The United States was founded by rebels. The Confederate States was founded by rebels.
If Osama Obama is elected and the libs carry the House and Senate, conservatives will find themselves facing a very hostile environment and we'll need a lot of rebel spirit.
The past has shown us that once a government policy and the agency that it spawns is in place it never goes away and like a cancer it just keeps growing until it becomes almost a government within the government. If Hussein gets the White House and has a cooperative Congress the country will go hard left and socialist, irreversibly so.
If Osama Obama is elected we'll have an open border with Mexico, which means all of South America and the middle east. The US as we know it will be no more (this is easy enough to demonstrate now by visiting border states and south Florida) and I hope there will be enough rebels left to carve out a section and start afresh.
Off topic.
Happy Texas Independence Day, non. March 2, 1836, and March 2, 1861.
And what rights did the confederate constitution grant the states that they didn't also have under the real Constitution?

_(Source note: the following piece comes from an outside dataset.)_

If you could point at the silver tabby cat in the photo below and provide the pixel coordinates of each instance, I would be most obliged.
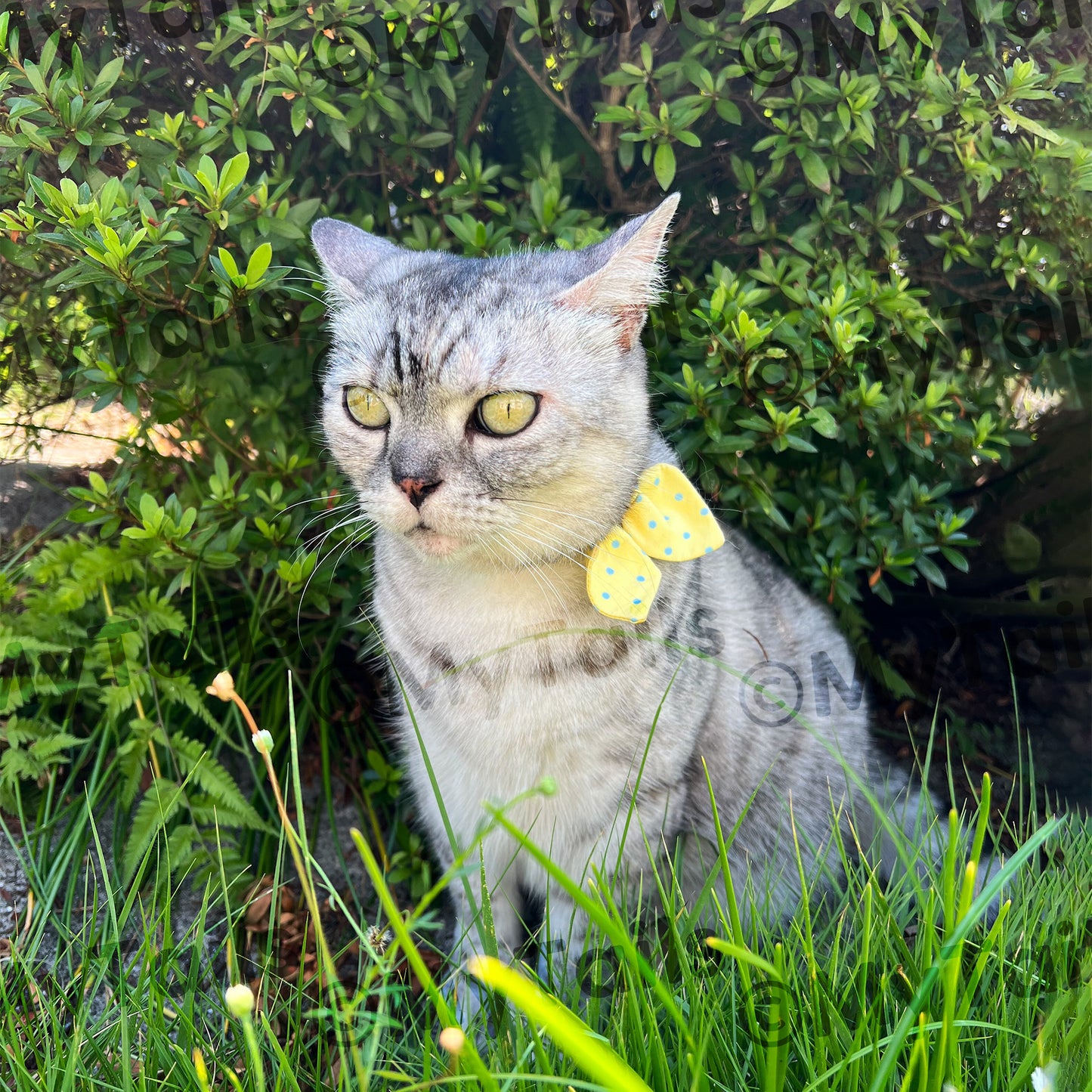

You didn’t answer the question. What state powers did the confederate constitution reserve to the states that were not also reserved to the state under the federal Constitution? And considering the areas where Davis ignored his constitutional limitations - supreme court, tariffs, slavery - why should you believe that he wouldn’t have ignored those reservations of power had it become convenient for him?
Registered Democrat with confederate tags? Appropriate, given the poltics of those who formed the confederacy to begin with. (Sorry, couldn’t resist.)
There, fixed it.
That is precisely what they have been doing, and Bill Clinton had the markers at Gettysburg changed by a pair of Columbia Reds to reflect this propaganda message, which he wanted inculcated on visitors to Gettysburg, abolishing the even-handed retelling of events which had been the National Park Service's mission for four generations.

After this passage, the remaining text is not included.